Charpentier ou fils de charpentier, suivant le texte de Marc ou de Matthieu, le métier de Jésus ne le distrayait pas de ses pensées. Tout à sa vocation, miraculeusement éclose fleur et fruit dès la première chaleur, dès la première émotion, Jésus travaillait et songeait, plus aimable qu’aimant, sans doute, préoccupé, absorbé, uniquement voué à l’œuvre intellectuelle, au labeur divin. Il reçut des Esséniens, en même temps que Philon, l’idée de charité bouddhique, invraisemblable et pourtant vraie, et plus heureux que le juif alexandrin, sa conception du vaste amour ne fut point troublée des subtilités helléniques. Il ignorait Platon, Bouddha et Zoroastre, certes, mais il communiait d’eux, à travers l’espace, par sympathie humanitaire, par don génial, prédestination, être attirant à soi l’essence des choses, comme une abeille vers laquelle iraient d’eux-mêmes tous les parfums. Mais il connaissait Hillel qui, un demi-siècle passé déjà, avait dénoncé l’hypocrisie, prononcé les franches paroles, écrit les sentences ineffaçables, répandu les semences de la future moisson, maintenant mûrie. Et il lisait la Bible, dont le style l’émouvait et l’exaltait, harmonie des Psaumes et fanfare des prophéties ! ... L’Ecclésiaste lui versait aussi, doucement, une appréhension qui le préservait des ivresses du Cantique des Cantiques.

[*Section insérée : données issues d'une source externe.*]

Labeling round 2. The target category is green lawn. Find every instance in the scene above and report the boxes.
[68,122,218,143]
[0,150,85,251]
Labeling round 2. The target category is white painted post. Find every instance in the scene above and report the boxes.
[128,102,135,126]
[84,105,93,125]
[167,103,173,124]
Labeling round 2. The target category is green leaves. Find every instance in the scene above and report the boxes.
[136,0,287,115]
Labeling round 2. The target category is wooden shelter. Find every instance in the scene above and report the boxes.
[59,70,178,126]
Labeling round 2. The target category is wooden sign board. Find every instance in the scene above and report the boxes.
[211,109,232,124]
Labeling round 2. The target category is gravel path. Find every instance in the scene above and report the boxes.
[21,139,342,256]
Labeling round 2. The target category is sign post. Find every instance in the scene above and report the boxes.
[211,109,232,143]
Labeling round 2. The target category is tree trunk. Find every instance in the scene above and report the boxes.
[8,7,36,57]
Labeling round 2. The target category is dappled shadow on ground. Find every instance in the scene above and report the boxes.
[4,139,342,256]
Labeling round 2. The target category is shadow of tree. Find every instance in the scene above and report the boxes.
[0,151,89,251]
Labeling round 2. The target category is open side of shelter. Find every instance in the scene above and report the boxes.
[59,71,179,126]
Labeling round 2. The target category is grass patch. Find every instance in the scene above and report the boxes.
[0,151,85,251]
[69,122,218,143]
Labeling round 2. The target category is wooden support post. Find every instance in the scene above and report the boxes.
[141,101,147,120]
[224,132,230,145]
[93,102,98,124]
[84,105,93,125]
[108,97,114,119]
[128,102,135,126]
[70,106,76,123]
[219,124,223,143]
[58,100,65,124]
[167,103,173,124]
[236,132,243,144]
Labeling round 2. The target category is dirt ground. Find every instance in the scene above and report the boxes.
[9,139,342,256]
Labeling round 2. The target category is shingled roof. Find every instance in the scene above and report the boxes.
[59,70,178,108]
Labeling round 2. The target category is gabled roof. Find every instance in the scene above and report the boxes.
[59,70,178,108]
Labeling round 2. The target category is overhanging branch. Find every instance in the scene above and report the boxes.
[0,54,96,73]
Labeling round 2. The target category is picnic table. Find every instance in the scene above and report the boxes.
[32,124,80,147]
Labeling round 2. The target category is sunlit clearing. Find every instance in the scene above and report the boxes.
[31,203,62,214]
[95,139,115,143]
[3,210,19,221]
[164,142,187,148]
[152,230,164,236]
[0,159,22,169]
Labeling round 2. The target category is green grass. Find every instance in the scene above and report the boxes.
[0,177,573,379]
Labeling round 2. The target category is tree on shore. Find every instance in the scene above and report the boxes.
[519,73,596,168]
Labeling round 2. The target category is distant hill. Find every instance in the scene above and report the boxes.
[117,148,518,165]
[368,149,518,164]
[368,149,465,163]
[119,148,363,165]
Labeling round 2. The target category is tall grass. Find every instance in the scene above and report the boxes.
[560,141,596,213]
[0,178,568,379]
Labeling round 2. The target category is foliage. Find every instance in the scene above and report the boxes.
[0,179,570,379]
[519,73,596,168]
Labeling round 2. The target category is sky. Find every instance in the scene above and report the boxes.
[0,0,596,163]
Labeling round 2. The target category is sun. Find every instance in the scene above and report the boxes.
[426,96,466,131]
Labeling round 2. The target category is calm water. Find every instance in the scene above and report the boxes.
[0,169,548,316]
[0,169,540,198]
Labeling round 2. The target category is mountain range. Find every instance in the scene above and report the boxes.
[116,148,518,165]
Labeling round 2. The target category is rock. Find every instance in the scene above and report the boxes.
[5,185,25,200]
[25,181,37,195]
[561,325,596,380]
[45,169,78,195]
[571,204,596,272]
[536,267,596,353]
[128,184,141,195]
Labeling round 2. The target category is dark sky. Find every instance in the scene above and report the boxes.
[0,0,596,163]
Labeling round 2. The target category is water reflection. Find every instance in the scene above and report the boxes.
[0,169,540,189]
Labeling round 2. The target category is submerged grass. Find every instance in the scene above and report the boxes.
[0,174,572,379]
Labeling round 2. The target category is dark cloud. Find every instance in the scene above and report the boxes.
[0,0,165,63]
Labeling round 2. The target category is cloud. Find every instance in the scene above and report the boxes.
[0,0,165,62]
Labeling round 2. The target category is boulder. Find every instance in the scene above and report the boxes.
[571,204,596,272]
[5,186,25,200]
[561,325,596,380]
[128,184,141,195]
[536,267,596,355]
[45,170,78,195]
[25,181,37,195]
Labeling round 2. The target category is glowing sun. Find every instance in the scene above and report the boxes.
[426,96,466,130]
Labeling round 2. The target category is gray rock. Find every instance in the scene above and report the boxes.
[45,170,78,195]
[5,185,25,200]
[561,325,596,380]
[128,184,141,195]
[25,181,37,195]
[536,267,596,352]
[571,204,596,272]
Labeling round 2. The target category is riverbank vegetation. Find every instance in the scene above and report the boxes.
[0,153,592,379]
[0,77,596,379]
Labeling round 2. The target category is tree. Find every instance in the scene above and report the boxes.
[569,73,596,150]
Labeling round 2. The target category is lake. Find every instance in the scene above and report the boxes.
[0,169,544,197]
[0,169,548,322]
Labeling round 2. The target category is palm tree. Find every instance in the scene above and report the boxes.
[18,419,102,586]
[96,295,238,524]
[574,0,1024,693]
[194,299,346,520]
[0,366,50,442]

Le Dieu du Deutéronome, l’Éternel, le Temps sans bornes, lui apparaissait plus vivant, plus réel que l’Élohim de la Genèse. Le livre de Daniel lui disait les conditions nécessaires du Messie, démocrate, fils de l’homme, de figure humaine au moins, grand prophète à venir, chargé de préparer le règne d’Ormuzd. Car l’approche de l’âge d’or annoncé — Daniel, Hénoch et les Oracles sibyllins d’accord en ceci, — suspendait la respiration du monde, partout, jusqu’au milieu de Rome. Et tandis que Rome, rebelle à l’idée, en tressaillait cependant ; que Jérusalem, jalouse, s’en tourmentait ; qu’Alexandrie, railleuse, en faisait un texte de spéculation philosophique ; la Galilée naturaliste, aryenne, s’en réjouissait, l’adaptait aux possibilités humaines.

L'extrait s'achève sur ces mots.